Baby Tapir Survives After Mouth-To-Snout Resuscitation At Denver Zoo
DENVER (CBS4) – There was an amazing animal rescue at the Denver Zoo in September after a struggling newborn tapir got mouth-to-snout resuscitation from zoo staffers.
Surveillance video shows a female tapir in labor. Moments later she’s caught on camera giving birth to her baby. Denver Zoo staffers were watching in another room when they noticed something was wrong.
“We could tell that the baby wasn’t breathing, so after a couple minutes of giving mom the option of doing it herself we were forced in there,” zoo employee Rebecca McCloskey said.
McCloskey and veterinarian Gwen Jankowski can be seen rushing in to help the newborn.

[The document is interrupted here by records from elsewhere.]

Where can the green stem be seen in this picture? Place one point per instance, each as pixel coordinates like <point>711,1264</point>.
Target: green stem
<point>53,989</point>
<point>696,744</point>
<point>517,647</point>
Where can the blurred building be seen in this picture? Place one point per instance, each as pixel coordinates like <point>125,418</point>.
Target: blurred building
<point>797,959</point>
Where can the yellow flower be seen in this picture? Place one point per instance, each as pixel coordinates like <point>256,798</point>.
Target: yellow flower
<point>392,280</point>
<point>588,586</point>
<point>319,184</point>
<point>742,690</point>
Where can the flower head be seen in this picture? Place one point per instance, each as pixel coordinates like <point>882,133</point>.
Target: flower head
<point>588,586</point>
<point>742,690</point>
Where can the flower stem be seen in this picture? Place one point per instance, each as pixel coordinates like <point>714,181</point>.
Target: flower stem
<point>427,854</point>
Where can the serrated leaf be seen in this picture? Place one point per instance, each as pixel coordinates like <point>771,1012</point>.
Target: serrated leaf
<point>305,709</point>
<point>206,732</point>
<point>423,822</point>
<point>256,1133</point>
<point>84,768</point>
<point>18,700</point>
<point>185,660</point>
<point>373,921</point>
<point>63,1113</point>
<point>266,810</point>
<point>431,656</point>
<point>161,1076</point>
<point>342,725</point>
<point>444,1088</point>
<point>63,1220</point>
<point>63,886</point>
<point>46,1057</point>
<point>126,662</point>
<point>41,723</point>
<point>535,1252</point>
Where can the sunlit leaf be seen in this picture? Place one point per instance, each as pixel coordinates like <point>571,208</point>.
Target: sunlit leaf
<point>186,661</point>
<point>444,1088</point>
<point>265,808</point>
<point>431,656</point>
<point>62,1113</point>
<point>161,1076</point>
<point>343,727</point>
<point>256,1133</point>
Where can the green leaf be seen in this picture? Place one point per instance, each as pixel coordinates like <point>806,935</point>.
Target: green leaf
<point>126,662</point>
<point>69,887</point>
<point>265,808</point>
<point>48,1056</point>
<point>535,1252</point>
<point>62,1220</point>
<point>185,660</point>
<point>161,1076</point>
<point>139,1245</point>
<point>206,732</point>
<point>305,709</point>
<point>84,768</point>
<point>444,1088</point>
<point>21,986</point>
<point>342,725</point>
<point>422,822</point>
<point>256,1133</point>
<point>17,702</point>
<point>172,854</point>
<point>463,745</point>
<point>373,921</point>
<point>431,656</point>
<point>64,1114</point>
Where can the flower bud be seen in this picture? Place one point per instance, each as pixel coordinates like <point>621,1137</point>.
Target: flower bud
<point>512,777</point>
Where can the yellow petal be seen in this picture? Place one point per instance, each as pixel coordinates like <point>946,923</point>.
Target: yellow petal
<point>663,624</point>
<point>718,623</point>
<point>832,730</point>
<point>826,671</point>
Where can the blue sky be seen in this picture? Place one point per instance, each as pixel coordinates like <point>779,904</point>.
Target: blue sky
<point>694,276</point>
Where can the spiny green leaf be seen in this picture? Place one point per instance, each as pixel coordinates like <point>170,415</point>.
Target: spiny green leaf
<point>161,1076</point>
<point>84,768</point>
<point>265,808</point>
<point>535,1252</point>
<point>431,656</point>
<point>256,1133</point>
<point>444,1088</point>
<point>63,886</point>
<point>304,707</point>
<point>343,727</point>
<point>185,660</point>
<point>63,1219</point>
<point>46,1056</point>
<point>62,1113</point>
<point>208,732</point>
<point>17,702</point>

They were forced to break open the amniotic sac and perform mouth-to-snout resuscitation.
“This was a first-time experience. It’s one of those things … you know the basics of what has to happen and you just figure out how to get it there. It’s kind of that mommy instinct that takes over,” McCloskey said.
With just a few short breaths the baby tapir was able to breathe on his own. They’ve named him Dumadi, which is the Indonesian word for “becoming.” A short time later he was ready to nurse from his mother.

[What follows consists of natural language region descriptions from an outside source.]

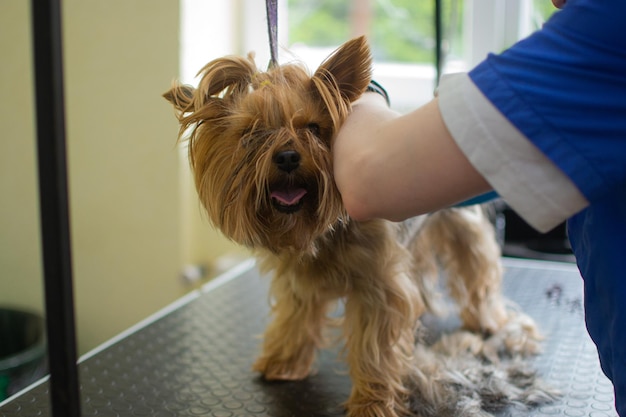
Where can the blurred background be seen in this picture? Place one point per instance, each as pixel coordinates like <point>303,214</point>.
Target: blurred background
<point>140,240</point>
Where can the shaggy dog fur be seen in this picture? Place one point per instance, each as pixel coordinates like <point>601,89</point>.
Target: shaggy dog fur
<point>260,150</point>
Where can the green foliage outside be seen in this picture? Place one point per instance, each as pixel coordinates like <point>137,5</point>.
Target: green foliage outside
<point>400,31</point>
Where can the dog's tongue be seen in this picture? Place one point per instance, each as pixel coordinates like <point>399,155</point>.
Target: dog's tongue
<point>289,196</point>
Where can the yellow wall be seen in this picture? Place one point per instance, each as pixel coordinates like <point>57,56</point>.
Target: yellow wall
<point>129,191</point>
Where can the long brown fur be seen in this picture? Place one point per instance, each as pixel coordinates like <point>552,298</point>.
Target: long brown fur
<point>260,150</point>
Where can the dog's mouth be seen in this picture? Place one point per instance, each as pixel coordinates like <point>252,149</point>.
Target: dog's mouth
<point>287,198</point>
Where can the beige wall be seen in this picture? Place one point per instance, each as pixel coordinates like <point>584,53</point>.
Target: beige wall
<point>129,192</point>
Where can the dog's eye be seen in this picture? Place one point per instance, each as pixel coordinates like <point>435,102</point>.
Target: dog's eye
<point>314,128</point>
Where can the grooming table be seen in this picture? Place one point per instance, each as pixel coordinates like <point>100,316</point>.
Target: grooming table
<point>194,357</point>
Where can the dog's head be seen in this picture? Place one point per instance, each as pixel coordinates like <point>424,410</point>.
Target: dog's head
<point>260,144</point>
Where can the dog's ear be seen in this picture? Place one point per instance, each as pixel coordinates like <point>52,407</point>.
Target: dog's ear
<point>221,78</point>
<point>349,69</point>
<point>181,97</point>
<point>226,76</point>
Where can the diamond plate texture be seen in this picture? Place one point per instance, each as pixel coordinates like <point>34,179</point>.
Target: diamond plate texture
<point>196,360</point>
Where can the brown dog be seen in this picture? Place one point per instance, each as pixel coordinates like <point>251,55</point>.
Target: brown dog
<point>260,149</point>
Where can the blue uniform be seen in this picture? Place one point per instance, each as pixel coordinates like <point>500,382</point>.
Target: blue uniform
<point>563,89</point>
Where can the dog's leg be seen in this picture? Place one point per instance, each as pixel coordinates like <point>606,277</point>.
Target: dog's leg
<point>380,317</point>
<point>465,242</point>
<point>294,335</point>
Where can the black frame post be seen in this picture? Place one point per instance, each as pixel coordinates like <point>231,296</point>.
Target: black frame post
<point>54,207</point>
<point>438,40</point>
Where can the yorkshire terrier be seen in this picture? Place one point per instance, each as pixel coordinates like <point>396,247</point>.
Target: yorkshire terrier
<point>260,149</point>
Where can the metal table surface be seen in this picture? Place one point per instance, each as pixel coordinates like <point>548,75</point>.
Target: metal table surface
<point>194,357</point>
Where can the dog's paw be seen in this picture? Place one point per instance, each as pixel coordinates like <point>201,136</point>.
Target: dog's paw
<point>375,404</point>
<point>277,370</point>
<point>519,336</point>
<point>372,409</point>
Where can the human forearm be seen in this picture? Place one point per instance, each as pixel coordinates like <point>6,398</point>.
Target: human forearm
<point>393,166</point>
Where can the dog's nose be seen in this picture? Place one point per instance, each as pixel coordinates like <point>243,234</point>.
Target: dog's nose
<point>287,160</point>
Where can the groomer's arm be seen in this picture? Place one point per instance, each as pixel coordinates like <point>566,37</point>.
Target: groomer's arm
<point>396,166</point>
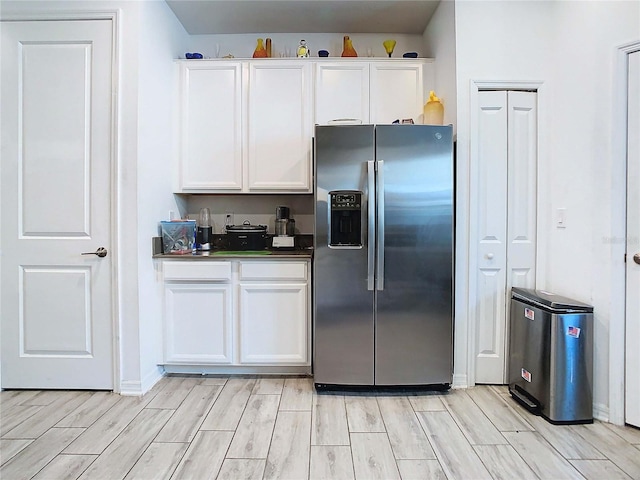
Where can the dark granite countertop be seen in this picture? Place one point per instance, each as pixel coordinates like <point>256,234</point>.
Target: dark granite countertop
<point>303,250</point>
<point>228,255</point>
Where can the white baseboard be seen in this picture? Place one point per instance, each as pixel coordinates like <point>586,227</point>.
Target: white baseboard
<point>136,388</point>
<point>152,378</point>
<point>601,412</point>
<point>130,388</point>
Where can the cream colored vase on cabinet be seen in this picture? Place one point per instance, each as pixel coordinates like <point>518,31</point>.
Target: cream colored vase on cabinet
<point>504,221</point>
<point>369,92</point>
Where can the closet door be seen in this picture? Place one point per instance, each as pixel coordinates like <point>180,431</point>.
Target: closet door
<point>632,332</point>
<point>504,178</point>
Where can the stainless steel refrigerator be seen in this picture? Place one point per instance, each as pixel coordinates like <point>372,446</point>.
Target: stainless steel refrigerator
<point>383,259</point>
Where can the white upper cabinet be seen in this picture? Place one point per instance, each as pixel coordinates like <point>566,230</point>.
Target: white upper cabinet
<point>211,127</point>
<point>397,91</point>
<point>279,126</point>
<point>342,92</point>
<point>369,91</point>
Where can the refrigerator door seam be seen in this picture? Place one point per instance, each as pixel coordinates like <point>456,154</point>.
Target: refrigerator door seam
<point>371,224</point>
<point>380,224</point>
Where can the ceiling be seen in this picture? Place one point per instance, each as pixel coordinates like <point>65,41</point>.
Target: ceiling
<point>306,16</point>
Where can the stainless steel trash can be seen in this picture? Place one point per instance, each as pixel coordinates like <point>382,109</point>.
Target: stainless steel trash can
<point>551,355</point>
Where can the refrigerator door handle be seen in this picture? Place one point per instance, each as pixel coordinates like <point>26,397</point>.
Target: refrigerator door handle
<point>380,224</point>
<point>371,223</point>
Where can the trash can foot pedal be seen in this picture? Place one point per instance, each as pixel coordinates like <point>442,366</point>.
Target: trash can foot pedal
<point>524,399</point>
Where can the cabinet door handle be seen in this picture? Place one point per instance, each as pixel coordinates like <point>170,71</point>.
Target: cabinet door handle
<point>100,252</point>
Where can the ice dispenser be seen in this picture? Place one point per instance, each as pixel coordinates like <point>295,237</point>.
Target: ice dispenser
<point>345,218</point>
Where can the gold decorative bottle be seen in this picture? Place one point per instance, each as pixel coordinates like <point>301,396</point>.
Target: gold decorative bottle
<point>433,110</point>
<point>347,48</point>
<point>260,51</point>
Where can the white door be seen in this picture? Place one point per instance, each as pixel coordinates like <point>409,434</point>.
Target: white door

It was the first time that a baby tapir has been introduced to the Elephant Passage exhibit and the first time a newborn animal has had to be resuscitated at the Denver Zoo. Thankfully, mom and baby are doing just fine.
“The baby’s doing wonderfully. In fact, I haven’t seen him very much, which means he’s doing most excellent and we’re all excited,” Jankowski said.
Dozens of people were there to watch as the now one-month old baby tapir gets acclimated to his new home. It’s a heartwarming sight for zoo staffers thankful for a new additional to their zoo family.
“I’m just really happy that things turned out well and I know we were nervous and it was very intense at the time, but that baby was strong,” Jankowski said. “He did everything that he needed to do too.”
Dumadi’s mother is Rinny. She escaped from her enclosure earlier this year.